Question

Ways in which Chemical Control Agents May Affect Bacteria

1. Describe one way an antibiotic can inhibit peptidoglycan synthesis, state how that ultimately kills the bacterium, and give an example of such an antibiotic.

2. Describe one way an antibiotic can alter bacterial ribosomes, state how that ultimately inhibits or kills the bacterium, and give an example of such an antibiotic.

3. Describe one way an antibiotic can interfere with bacterial DNA synthesis, state how that ultimately kills the bacterium, and give an example of such an antibiotic.

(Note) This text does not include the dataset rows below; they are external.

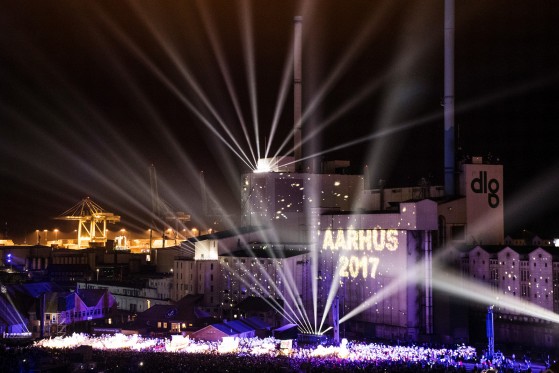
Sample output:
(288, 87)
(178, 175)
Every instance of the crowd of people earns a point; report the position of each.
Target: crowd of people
(120, 353)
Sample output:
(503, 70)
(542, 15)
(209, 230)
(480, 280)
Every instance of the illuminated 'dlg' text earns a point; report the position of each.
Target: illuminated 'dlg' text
(364, 240)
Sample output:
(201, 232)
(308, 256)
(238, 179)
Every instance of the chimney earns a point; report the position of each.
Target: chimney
(298, 21)
(449, 148)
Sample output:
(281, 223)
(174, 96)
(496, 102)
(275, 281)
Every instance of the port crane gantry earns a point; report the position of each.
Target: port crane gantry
(92, 222)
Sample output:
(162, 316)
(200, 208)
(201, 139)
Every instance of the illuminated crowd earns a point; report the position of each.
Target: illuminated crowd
(121, 353)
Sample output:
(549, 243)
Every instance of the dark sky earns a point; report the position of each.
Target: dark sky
(94, 92)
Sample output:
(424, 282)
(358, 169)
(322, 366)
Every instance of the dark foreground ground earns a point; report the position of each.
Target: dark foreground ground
(31, 359)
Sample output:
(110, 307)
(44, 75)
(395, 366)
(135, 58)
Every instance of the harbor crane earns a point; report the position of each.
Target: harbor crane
(92, 222)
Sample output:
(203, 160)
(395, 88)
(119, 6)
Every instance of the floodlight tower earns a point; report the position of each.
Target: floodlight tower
(92, 222)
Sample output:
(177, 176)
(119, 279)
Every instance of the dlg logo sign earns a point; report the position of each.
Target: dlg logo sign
(490, 187)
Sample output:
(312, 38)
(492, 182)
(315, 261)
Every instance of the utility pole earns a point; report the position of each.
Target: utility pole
(490, 333)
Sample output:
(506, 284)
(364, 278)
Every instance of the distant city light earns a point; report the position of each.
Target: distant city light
(263, 165)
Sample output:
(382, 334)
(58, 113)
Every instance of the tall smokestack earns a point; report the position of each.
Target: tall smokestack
(298, 21)
(449, 147)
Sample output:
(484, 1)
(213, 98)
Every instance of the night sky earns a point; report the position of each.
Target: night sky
(94, 92)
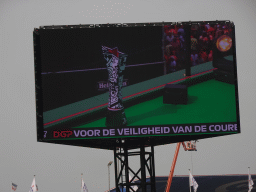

Ways in which Bacteria May Resist Chemical Control Agent

1. Briefly describe 3 different mechanisms, as a result of mutation or horizontal gene transfer in a bacterium, that may enable that bacterium to resist an antibiotic

Answer 1

A. Chemical Control Agents that affect bacteria

1. Peptidoglycan, a cell wall component is synthesized by crosslinking of its glycan strand. Transglycosidases catalyze this reaction leading to formation of polymers, which will then cross link to each other. Penicillin binding proteins are required for the cross linking of D-alanyl-alanine to glycine residue in peptidoglycan synthesis as they bind D-alany-D-alanine residues. Beta lactams are antibiotics that inhibit penicillin binding proteins. The beta lactam ring present in these antibiotics has a structure similar to D-alanyl-D-alanine. Hence, this beta lactam ring will interact with penicillin binding proteins. This prevents the interaction between D-alanyl-D-alanine with glycine. Further, penicillin binding proteins are sequestered and not available for peptidoglycan synthesis, thereby inhibiting peptidoglycan synthesis. Thus, there is no synthesis of cell wall leading to death of the bacterium. Beta lactam antibiotics include penicillin and cephalosporin.

2. Bacterial ribosomes (70S) are made up of two components- a smaller subunit of 30S and large subunit of 50S. Antibiotics can have an effect on any of these components, which then inhibits protein synthesis. Ribosomes are the sites of protein translation, which interact both with mRNA and tRNA. Macrolides are antibiotics that affect 50S subunit of ribosomes. They affect translocation step of protein synthesis. Macrolides inhibit the P (peptidyl) site on 50S ribosome, thereby inhibiting peptidyl transfer reaction and consequently inhibit translocation. This causes detachment of peptide chain prematurely which inhibits protein synthesisin the bacteria. Host cells have the 80S ribosomes that are not inhibited. Example of macrolides is clathromycin, and Azithromycin.

3. Quinolones are inhibitors of DNA replication which is required to synthesize DNA. One of the quinolones is the fluoroquinolones (FQ). FQ inhibits the DNA gyrase enzyme involved in DNA replication. DNA gyrase subunit B introduces negative supercoils in DNA after double stranded nicks. The nicked ends are then resealed by subunit A of DNA gyrase. FQ inhibits DNA gyrase by binding to DNA gyrase subunit and thereby inhibits DNA replication. Ciprofloxacin and levofloxacin are examples of FQ antibiotics. Host cells do not have DNA gyrase enzyme.

B: Antibiotic resistance via HGT and Mutation:

1. There are different ways in which antibiotic resistance can occur due to horizontal gene transfer or mutation.

a. Mutations can occur that alter the target site of the antibiotic. Mutations in the sequences of penicillin binding proteins involved in synthesis of peptidoglycan causes reduced interactions with beta lactam ring. This will prevent action of beta lactam antibiotics that binds to these proteins. Amino glycosides bind to 30S subunit. If the binding site of the antibiotic on the 30S ribosome is mutated, the antibiotic can no longer bind to it, thereby inhibiting its action on bacteria.

b. The bacteria can obtain ability to synthesize enzymes that inactivate the antibiotic as a result of horizontal gene transfer. Horizontal gene transfer is transfer of gene between microorganism via conjugation, transduction and transformation. Penicillinase is an enzyme that can cleave beta lactam ring of penicillin, a beta lactam antibiotic. Cephalosporinase is an enzyme that inactivates cephalosporin antibiotic. Chloramphenicol transacetylase is an enzyme that inactivates chloramphenicol by acetylating its hydroxyl groups. As a result, chloramphenicol will no longer be able to inhibit 50S ribosomal subunit.

c. Bacteria can also synthesize new efflux pumps for antibiotics as a result of HGT. As a result, they are able to efflux out the antibiotics from the cell. Hence even though antibiotics enter the cell, these efflux pumps can remove them easily from the cell, thereby maintaining very low concentration of these antibiotics intracellularly. This low concentration will not be able to inhibit cellular bacterial growth. Resistance can be gained to macrolides, tetracyclines, and FQ by synthesis of these efflux pumps.